Ode essaim au champ funèbre
Par ce feu vivant à corps
Encore d’exister
Même à seule dépendance 

Rêve errant qu’en échos filants
Aux tissus denses des sens
Épris de conscience
A lyre en voix un sens donné

Qui s’expansif au bon du plaisir
De l’échange à transmettre
En la reconnaissance
De l’orgue œil dès lors délivré.



Le 17 mai 2017,


Alain Gojosso


lundi 15 mai 2017

Triangulaire

Humain 012



« Renoncer, c’est nous libérer.
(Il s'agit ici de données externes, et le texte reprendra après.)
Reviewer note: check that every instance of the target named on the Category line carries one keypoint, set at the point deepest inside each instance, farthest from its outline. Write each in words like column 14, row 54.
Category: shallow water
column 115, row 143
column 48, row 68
Ne rien vouloir, c’est pouvoir » Le Livre de l’intranquillité, Fernando Pessoa

La Rochelle (17) le 28 avril 2017, Alain Gojosso

Qu’à chœur entonné se brise en éclat de l’illuminé
Ce répété du drap qui à l’uni du romantique
Triangle en des raisons à croire son vide
Sur le parvis d’un même des dépendances abusées

Semelles allant nuit par jour de son seul licencieux
Où d’ivoire arboré émoi aile d’air reptile
Les sens en sens d’une évidence commune
Que l’accord corroboré épouse en vers de libertés

Sang chante habité ce silence des sous-bois lascifs
Où d’ombres éclairées corolle l’air en flaveur
De l’indicible dressé qui à charme venté
D’une écoute sensitive se lie à l’autre alors étonné

Qu’en cœur délivré et éperdu résonne la vibration
D’une mélodie où se langue heureux de créer
L’échange en temps d’un surprenant conjugué
Sur l’âme or improvisé d’un présent alors compris.




Le 15 mai 2017,



Alain Gojosso


vendredi 12 mai 2017

Charme amarrée


Interlude 001


Blaye (33) le 12 septembre 2017, Alain Gojosso


Ma mère !

Éclats d’yeux chantant de pierre fleuve âme air
De l’éther spirituel ce haut bois de la fable
Qui bambou des rives prend racine
En l’ocre terre des sangs écoulés depuis l’aube

Diapre au corps par ambre blanche de l’obscur
Essaime orbe des fusions ses mouvants
Au palpitant d’une valse indolente
Où à rimes percutées s’antre ombre et lumière

Ma mère !

Silex d’ivoire en l’onyx la flamme des conjugués
En temps d’un quantique écho errant
Et de fondre à l’uni de l’ivraie leurs différends
Par accord d’un lien qui feu marbre d’un amour

Dansant à corps jonglés cette alchimie intuitive
De l’écrit où orale mélodie joyau d’exister
En l’étreinte échangée d’un même recouvré
Aux masques des pairs révélés à la nuit éclairée.